# NetworkManager: manual IPv6 is missing routes

## c00l.wave

I can't get NetworkManager to set a default route for a manually configured IPv6 connection. Since it's only a /80 subnet, I'm unable to use auto-configuration. Routing for global unicast addresses should be routed to the fe80::/64 IP address of the router and works fine if setup by issueing "ip -6 route add default via fe80::... dev eth0" command. KDE doesn't save the address when entering it on the network configuration dialog. Adding it manually to /etc/conf.d/net doesn't work either (apparently it's not being used).

It works fine without NetworkManager but unfortunately, since I have to be able to quickly connect to VPN networks from KDE, I have to use it. I wasn't able to disable eth0 in NetworkManager so it wouldn't touch a config set up by /etc/init.d/net.eth0; if I enter the MAC address to unmanaged-devices, one part of NetworkManager appears to ignore it, but another part (Gentoo-specific module "ifnet"?) still manages it and performs unnecessary setup and reconfigures /etc/conf.d/net.

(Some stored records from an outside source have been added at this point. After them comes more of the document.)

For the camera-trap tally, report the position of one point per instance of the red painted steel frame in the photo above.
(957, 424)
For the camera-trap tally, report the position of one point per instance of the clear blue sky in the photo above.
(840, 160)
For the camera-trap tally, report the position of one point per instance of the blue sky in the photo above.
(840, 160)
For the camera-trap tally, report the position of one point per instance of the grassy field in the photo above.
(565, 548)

Does anyone know a way to either make that default route work with NetworkManager or how to disable management of eth0 completely?

----------

## UberLord

 *c00l.wave wrote:*   

> I can't get NetworkManager to set a default route for a manually configured IPv6 connection. Since it's only a /80 subnet, I'm unable to use auto-configuration

 

Eh?

You can always advertise a router via RA.

You can always advertise a prefix (mainly on-link), like subnet.

However, you SLAAC only works for /64 prefixes which is probably what you're talking about. In this instance you can either use DHCPv6 (by setting the M flag in the RA) or as you say manually configure the address.

Configuring a prefix or default route by hand with IPv6 is just silly.

----------

## c00l.wave

Another problem with NetworkManager is that at least with IPv4 it keeps on loosing the default route once every day if configured via DHCP. Not sure why that happens (all other configuration remains the same). I changed to static configuration since then. If I would use RA, could I still configure additional IP addresses? I tried that with manual configuration and it just doesn't work (at least not if configured via KDE 4.11).

Concerning Router Advertisements: I'm not sure if that won't trigger some other computers in our office to jump on IPv6 as well (Macs, so I'm not sure if they do the right thing and don't attempt to use IPv6 unless they can do SLAAC to find a global unicast address to use or get a positive response from DHCPv6).

----------